Insulting ONP that is caused by aneurysm or mass effect is usually characterized by acute pain and pupillary involvement. In our case study, nerve paralysis emerged acutely at the same time as pupillary involvement was detected. But as there was no pain history in our case, it does not suit the classical clinical picture, but similar cases have been reported. However pupillary involvement may not be detected in 8-15% of patients with aneurysm caused ONP but pupillary involvement may occur by following patients. The existence of pupillary involvement may give an idea about the underlying etiologic factor. If there is pupillary involvement, aneurysms or mass-like lesions that occupy an area should be considered, but if there is no pupillary involvement, vascular pathologies lead by diabetes mellitus should be thought of. This situation occurs because of the position of the fibers that lie in the nerve. While the infact caused by the vascular pathologies such as diabetes mellitus affects the center of the nerve, mechanical causes affect the fibers that are close to the area. As the parasymphatic fibers of the nerve lie superficially, pupillary involvement is detected in these cases because of the impression. At the same time, other than the lateral rectus and superior oblique musculi, extraocular motor innervation is damaged so that ptosis and scantiness of eye movements except the exterior view are detected. Also, as we presented in our case, study patients develop diplopia and the affected eye slides to the exterior.
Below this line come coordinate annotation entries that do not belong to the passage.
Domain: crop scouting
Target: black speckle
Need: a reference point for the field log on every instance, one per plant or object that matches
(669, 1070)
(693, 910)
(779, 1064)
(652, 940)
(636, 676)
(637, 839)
Clinically insulting ONP-like cases should be examined for trauma and systemic vascular disease. In that case, differential diagnosis about the underlying etiologic factor can be done. Intracranial visualization should be performed. As occurred in the case we presented, normal intracranial visualization should not eliminate the clinical diagnosis of aneurysm, and angiography should be performed urgently. As treatment of cases with unruptured aneurysms endovascular techniques has recently become more popular, it is also planned in our case study.
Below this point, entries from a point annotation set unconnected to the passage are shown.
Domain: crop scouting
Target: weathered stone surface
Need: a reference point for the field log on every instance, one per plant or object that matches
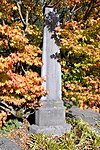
(6, 144)
(50, 118)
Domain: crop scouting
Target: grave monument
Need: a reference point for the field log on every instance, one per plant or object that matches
(50, 118)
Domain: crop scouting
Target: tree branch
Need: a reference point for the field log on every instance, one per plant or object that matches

Consequently similar clinical patients consulting to emergency service should be diagnosed differentially for intracranial aneurysms. Otherwise rupture of the aneurysm resulting in subarachnoid bleeding with subsequent high mortality and morbidity and the clinical situation of the patient may become worse.

Conflict of Interest

The authors declare that there is no potential conflicts of interest.